“The World’s End” is a worthy finale to Wright’s comedy trilogy

After nine years, the journey that director and writer Edgar Wright started back in 2004 with his fun little movie about friends, booze, ice cream and zombies (“Sean Of The Dead”), the affectionately fan-named “Blood And Ice Cream” Trilogy has come to an end. 

After successfully spoofing zombie movies and buddy cop movies (2007’s Hot Fuzz) with Simon Pegg and Nick Frost, there really was no better way to end things than by tackling the end of the world. And they handle it the same way they’ve handled everything else: with gratuitous amounts of swearing, dry wit and rampant alcoholism.

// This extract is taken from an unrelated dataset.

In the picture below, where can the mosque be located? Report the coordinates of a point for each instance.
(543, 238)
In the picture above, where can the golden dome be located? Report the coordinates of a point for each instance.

“The World’s End” stars Wright regular Simon Pegg as the former high school rebel, now cautionary tale/mid-life burnout Gary King. Frustrated that his life flat-lined since high school ended decades ago and his friends have gone on without him, Gary hatches a daring plan to “get the band back together” for one last hurrah in the biggest way possible: finally completing The Golden Mile, the legendary 12 pub run that they failed to finish on their last day in high school.

Needless to say, Gary’s friends are less than willing to accompany him, having long since moved past the point where drinking for the sake of getting drunk has lost its allure. But before his friends can ditch him and leave him to his own devices, they all stumble into the middle of a secret alien invasion of body snatchers who have taken over their old home town.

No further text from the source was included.